But this is a genereal problem these days in many ways; not only in the design world. You see that in the environmental, poverty debates ecc., people say "what can I do? I can't change anything. The problem is to big!" This is about changing attitude and see all the great possibilities that you actually have, without having to everything a 100% ALL THE TIME or calling yourself an eco-designer, but you can be a designer that takes smart choices!
On request:
Like mount Fuji.
Hard to understand during a lifetime.
Impossible to describe with words.
Happy now Julia :-)
deep vinnithesang...
i think that we as human beeings always are rolemodels for some other. Kids look up to teenagers, if i see a hat that someone wear i might want to bye the same, if a woman wear a fuhr another might want one...

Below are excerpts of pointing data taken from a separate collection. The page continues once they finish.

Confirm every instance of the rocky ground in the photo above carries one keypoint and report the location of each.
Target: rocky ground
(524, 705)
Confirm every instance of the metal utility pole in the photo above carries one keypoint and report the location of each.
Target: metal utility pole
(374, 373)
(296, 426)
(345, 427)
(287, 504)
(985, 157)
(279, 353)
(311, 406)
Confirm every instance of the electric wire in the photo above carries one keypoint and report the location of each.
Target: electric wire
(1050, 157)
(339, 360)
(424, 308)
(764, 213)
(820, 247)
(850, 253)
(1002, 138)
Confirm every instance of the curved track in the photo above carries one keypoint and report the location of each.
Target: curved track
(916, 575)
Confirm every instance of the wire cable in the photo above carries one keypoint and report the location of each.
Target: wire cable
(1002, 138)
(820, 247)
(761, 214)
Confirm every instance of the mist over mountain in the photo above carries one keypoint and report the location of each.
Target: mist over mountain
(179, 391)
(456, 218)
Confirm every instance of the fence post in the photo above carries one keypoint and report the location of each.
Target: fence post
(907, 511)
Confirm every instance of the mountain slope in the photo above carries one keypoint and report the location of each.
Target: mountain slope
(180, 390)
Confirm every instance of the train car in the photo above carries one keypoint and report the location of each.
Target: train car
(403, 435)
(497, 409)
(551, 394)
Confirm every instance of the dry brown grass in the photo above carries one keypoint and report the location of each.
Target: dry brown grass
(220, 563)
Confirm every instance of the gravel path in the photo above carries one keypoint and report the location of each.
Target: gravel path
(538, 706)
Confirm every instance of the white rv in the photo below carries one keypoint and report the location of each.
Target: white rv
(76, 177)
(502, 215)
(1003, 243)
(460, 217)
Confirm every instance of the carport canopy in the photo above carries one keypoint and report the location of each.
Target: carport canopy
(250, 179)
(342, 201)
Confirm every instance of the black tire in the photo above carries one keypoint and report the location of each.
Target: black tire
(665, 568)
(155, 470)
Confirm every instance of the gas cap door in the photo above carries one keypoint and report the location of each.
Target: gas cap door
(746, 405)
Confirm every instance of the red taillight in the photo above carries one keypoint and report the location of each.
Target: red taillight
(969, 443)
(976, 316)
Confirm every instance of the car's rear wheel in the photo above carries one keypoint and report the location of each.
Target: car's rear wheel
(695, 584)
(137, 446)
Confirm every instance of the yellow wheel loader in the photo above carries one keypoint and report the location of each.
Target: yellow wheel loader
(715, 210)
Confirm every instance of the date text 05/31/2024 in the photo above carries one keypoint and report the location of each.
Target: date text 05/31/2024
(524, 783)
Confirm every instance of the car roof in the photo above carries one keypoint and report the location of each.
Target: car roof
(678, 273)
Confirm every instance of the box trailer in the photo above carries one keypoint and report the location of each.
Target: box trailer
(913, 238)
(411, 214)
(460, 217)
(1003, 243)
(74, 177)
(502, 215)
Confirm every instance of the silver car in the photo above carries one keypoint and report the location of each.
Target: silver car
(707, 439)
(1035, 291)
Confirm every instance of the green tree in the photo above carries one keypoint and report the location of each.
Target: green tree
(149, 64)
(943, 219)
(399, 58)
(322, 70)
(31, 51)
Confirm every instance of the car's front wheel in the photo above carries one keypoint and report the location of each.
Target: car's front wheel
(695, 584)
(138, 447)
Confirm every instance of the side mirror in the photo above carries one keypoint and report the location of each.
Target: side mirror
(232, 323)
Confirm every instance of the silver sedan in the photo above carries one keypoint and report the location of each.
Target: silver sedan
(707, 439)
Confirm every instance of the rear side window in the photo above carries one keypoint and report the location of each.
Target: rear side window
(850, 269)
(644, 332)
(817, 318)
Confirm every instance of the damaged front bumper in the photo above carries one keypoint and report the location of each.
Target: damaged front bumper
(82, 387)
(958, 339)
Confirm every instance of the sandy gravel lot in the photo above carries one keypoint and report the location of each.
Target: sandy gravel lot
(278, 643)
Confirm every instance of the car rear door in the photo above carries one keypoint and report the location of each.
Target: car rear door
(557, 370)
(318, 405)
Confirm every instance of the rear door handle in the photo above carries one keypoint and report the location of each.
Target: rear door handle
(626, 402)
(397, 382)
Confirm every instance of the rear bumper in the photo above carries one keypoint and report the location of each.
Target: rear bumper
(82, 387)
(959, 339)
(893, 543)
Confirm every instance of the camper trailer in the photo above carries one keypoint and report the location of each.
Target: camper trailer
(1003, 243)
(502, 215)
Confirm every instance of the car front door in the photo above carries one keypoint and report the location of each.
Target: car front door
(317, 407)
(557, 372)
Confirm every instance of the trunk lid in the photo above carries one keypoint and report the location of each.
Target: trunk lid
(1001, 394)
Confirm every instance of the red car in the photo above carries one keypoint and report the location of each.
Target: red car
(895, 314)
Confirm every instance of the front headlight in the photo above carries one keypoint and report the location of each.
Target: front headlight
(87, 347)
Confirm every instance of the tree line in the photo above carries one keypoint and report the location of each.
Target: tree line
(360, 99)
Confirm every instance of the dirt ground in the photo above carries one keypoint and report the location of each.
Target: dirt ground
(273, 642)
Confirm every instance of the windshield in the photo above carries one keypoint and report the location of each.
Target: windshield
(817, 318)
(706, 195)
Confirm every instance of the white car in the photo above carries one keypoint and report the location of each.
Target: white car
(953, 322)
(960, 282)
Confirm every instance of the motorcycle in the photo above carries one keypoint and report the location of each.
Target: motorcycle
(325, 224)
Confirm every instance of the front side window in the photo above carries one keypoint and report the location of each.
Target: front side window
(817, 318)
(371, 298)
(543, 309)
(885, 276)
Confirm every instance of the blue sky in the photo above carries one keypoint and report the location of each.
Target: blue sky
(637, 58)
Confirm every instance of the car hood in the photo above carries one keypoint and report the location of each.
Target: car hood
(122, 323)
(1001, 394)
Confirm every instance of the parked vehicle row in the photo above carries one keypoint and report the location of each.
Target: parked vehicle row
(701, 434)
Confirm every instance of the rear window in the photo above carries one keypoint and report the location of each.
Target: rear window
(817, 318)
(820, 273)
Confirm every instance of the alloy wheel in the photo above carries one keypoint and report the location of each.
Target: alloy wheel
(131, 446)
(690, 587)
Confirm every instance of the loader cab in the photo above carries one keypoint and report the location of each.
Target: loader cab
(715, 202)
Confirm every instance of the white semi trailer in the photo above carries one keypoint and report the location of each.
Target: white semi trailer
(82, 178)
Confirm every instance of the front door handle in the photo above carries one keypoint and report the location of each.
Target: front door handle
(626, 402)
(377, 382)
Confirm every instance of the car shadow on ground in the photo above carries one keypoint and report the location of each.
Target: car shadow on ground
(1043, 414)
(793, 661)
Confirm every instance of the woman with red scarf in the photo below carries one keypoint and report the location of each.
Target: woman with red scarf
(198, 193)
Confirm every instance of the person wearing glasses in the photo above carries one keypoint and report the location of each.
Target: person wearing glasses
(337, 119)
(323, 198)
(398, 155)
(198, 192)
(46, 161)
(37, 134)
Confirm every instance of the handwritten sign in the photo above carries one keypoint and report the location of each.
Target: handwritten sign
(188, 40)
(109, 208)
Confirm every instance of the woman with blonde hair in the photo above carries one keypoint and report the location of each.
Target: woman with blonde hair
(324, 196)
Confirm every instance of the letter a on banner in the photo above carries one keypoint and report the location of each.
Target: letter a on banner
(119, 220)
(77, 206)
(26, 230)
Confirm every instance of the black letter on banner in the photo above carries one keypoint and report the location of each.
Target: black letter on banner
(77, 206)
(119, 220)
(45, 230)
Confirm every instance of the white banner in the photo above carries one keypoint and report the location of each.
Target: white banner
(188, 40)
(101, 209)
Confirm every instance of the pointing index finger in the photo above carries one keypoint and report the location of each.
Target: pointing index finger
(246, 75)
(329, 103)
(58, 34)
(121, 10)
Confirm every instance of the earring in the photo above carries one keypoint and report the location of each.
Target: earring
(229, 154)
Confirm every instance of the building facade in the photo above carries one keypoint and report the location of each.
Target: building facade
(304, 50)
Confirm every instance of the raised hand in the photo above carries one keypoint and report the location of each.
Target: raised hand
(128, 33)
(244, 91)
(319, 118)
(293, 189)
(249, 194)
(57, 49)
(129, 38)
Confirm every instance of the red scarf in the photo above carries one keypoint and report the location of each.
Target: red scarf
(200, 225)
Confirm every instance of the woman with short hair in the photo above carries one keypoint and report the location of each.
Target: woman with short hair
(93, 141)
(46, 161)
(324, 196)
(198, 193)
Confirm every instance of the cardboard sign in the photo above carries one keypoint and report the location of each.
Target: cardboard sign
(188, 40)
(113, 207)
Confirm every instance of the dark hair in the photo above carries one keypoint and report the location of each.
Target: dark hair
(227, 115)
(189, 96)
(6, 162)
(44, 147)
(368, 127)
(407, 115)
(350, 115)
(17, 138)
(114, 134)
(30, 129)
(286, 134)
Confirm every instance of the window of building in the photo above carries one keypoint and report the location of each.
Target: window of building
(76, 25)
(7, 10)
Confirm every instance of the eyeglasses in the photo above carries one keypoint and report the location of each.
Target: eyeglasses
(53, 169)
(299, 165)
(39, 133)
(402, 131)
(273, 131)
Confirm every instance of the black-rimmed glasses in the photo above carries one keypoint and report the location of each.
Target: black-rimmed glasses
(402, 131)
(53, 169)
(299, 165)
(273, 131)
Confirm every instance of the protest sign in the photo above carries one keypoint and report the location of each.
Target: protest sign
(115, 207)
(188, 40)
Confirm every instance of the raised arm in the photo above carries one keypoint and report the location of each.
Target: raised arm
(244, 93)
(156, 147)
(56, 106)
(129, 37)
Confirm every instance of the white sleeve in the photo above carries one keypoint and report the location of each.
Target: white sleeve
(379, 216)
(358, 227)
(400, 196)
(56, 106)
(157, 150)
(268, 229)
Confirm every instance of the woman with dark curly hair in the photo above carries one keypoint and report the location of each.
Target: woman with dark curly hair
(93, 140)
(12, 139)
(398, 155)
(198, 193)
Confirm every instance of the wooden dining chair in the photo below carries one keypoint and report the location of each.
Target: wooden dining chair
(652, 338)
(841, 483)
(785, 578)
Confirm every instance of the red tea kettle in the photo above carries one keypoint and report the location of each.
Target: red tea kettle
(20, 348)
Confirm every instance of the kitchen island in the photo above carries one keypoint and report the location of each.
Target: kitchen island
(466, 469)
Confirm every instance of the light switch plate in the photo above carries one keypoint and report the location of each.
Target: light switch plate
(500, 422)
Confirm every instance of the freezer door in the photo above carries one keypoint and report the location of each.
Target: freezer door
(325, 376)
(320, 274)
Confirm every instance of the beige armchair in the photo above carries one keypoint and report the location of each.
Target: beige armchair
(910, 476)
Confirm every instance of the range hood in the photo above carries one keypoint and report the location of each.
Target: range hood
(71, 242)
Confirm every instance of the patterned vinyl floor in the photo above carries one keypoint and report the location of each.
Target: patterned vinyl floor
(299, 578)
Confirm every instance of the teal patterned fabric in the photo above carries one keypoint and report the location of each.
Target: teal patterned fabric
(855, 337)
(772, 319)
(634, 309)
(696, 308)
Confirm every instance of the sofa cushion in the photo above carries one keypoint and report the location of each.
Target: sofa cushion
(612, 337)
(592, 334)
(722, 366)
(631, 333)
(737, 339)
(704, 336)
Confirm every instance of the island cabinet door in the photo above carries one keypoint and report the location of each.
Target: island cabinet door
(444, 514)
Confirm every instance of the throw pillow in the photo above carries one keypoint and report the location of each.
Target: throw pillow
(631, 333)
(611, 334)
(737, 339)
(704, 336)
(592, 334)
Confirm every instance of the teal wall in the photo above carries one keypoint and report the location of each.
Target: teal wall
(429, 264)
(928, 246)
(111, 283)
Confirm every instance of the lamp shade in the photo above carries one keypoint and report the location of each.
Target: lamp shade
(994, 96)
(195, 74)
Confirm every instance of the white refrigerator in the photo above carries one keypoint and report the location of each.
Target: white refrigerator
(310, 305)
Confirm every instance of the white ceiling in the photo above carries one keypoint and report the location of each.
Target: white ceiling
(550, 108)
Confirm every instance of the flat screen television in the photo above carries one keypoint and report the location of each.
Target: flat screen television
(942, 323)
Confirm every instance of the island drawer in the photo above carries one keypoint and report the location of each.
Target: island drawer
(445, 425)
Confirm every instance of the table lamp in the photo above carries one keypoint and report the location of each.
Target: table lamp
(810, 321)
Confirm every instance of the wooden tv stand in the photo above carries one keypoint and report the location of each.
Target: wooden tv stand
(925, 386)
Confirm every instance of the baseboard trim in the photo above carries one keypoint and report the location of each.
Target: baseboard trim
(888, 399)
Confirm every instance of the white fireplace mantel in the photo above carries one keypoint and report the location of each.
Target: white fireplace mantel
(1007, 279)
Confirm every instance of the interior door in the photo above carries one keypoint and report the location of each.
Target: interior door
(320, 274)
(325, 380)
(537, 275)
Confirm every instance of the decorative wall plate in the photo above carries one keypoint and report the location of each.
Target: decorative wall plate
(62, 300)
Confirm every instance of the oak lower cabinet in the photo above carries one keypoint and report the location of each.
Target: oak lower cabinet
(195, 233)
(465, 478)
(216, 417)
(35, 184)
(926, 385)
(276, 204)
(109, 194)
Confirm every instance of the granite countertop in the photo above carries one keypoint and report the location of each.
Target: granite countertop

im not saying that ther are many people looking up to me, but i still think and hope that i might influence on someone and in someones life. and what better way to do that than beeing a positve role model.
and as a designer i think this is even more important. ofcourse i dont think i will change the world, but i can participate by saying that i do not supprot this or that, or i dont want to produce those kind of things.
a good example could be:
if a weapon-producer wants you to design a new weapon, even more harmfull than others, would you do it?
I AM a deep thinker you know :-)
My last comment was based on the following famous quote by the great Japanese artist Katsushika Hokusai:
"From around the age of six, I had the habit of sketching from life. I became an artist, and from fifty on began producing works that won some reputation, but nothing I did before the age of seventy was worthy of attention. At seventy-three, I began to grasp the structures of birds and beasts, insects and fish, and of the way plants grow. If I go on trying, I will surely understand them still better by the time I am eighty-six, so that by ninety I will have penetrated to their essential nature."
So what was my point? Well, I was trying to establish a parallel between mount Fuji and the complex and intricate nature of the question raised by our dear bloggmaster. The great Hokusai needed nearly 70 years in order to depict mount Fuji in a proper manner. It would probably also take a great amount of time and careful thinking to answer our bloggmaster`s question in a proper and reasonable manner.
Realizing this was a task way over my head, I simply decided to throw in the towel in an elegant and deep way by posting my last comment.
Hmmmmm.......could one say that efficient and harmful weapons might bring peace to the world in certain situations? Remember the Cold war and the terror-balance-doctrine? Both the Sovjet Union and the USA had access to nuclear weapons, and both parties were afraid of using it due to the oposite party`s second strike abilities.